The Yankees got an early run off a Brett Gardner solo home run, but then the offense completely fell asleep. The Mariners' offense, however, did not. It isn't as though the Yankees didn't have their chances, because they certainly did, they were just never able to push runs across.
Luis Severino was alright but not great, surrendering eight hits and four runs in 5.2 innings. It seems to be a trend that Yankee starters, save for rare exceptions by Nathan Eovaldi and CC Sabathia, just aren't pitching deep into games. That's taxing the bullpen early in the season, and hopefully it's a trend that will end soon.
A two-run shot by Chris Ianetta was the biggest blast for the Mariners. It turned a tie game into a two-run Seattle advantage. The Yankees never managed to catch up from there, even after loading the bases and, inexplicably, getting to face Vidal Nuno in that situation. Mark Teixeira was at the plate, which is almost as good as it gets for New York, but he weakly grounded out to squash that threat as well.

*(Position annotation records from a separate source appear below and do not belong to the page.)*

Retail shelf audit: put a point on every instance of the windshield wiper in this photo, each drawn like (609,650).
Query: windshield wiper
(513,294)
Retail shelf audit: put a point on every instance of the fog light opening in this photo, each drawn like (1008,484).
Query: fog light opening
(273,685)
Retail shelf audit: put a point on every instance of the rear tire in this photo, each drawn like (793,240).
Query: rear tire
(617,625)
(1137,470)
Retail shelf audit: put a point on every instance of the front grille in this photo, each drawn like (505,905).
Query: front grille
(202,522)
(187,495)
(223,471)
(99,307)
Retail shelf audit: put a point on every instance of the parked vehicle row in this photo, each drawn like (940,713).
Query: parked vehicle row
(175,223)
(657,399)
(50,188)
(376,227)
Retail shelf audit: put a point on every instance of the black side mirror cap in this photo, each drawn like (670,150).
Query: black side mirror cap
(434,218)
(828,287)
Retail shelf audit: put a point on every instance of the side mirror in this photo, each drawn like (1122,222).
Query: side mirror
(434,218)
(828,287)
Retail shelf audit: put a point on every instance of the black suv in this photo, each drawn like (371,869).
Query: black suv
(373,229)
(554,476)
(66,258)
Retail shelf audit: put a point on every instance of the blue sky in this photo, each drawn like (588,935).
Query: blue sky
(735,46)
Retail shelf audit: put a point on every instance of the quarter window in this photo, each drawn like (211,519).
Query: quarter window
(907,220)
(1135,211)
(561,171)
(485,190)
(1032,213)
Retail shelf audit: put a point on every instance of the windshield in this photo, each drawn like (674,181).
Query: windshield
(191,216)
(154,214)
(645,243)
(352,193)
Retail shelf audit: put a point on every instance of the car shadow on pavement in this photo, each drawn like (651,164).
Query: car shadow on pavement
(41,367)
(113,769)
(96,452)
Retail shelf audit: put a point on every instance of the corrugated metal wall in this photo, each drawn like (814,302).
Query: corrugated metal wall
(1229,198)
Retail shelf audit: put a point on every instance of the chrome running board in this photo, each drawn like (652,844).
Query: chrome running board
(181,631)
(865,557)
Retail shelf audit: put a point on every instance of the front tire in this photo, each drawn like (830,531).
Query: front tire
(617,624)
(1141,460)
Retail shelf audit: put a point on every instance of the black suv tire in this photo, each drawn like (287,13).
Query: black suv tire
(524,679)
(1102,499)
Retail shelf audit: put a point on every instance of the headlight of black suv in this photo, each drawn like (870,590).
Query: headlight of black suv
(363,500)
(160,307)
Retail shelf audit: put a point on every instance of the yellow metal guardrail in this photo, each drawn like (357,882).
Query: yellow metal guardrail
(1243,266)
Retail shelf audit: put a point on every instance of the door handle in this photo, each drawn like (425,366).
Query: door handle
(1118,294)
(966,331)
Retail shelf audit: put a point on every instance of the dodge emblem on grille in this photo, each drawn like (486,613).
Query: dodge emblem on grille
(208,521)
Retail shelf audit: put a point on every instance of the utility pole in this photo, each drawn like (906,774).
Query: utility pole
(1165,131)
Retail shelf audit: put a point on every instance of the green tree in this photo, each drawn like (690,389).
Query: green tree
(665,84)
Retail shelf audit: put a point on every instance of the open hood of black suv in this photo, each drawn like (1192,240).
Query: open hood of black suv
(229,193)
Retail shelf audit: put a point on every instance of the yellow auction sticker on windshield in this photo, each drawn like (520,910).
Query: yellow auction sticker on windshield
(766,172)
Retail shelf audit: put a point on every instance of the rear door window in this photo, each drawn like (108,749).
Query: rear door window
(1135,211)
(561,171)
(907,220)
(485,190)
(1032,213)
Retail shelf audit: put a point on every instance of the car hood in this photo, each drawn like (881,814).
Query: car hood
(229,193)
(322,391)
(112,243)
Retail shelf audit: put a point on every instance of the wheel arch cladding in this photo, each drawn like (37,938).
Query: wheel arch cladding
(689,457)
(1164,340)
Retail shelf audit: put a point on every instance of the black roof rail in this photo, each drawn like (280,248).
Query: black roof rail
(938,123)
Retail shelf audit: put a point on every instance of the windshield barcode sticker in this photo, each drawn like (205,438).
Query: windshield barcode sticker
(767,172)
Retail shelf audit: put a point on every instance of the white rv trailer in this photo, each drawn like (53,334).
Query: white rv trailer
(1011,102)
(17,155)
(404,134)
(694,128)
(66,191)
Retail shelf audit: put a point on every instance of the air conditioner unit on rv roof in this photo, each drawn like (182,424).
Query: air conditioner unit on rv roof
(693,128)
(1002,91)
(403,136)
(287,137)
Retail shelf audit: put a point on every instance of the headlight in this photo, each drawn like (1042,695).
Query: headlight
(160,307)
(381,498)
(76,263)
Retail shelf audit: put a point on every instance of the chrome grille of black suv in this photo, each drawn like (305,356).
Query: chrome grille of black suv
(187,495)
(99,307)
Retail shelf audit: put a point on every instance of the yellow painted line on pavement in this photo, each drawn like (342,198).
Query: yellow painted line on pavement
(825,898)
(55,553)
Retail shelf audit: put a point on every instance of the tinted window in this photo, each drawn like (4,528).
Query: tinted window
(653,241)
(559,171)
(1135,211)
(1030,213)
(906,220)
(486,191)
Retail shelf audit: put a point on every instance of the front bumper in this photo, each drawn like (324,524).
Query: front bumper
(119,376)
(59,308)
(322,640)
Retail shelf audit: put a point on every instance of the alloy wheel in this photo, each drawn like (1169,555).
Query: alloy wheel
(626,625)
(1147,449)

To make matters worse, the Mariners allowed the Yankees another shot at Nuno after his one-out performance. They went down 1-2-3 to prove that absolutely nothing is fair when it comes to baseball.
Scoring one run isn't the way to win the vast majority of baseball games. There is a lot of room for improvement, and it is still just April 15th. That doesn't make games like this less frustrating, but so it goes.
Back at it tomorrow afternoon. Hopefully the offense decides to show up too.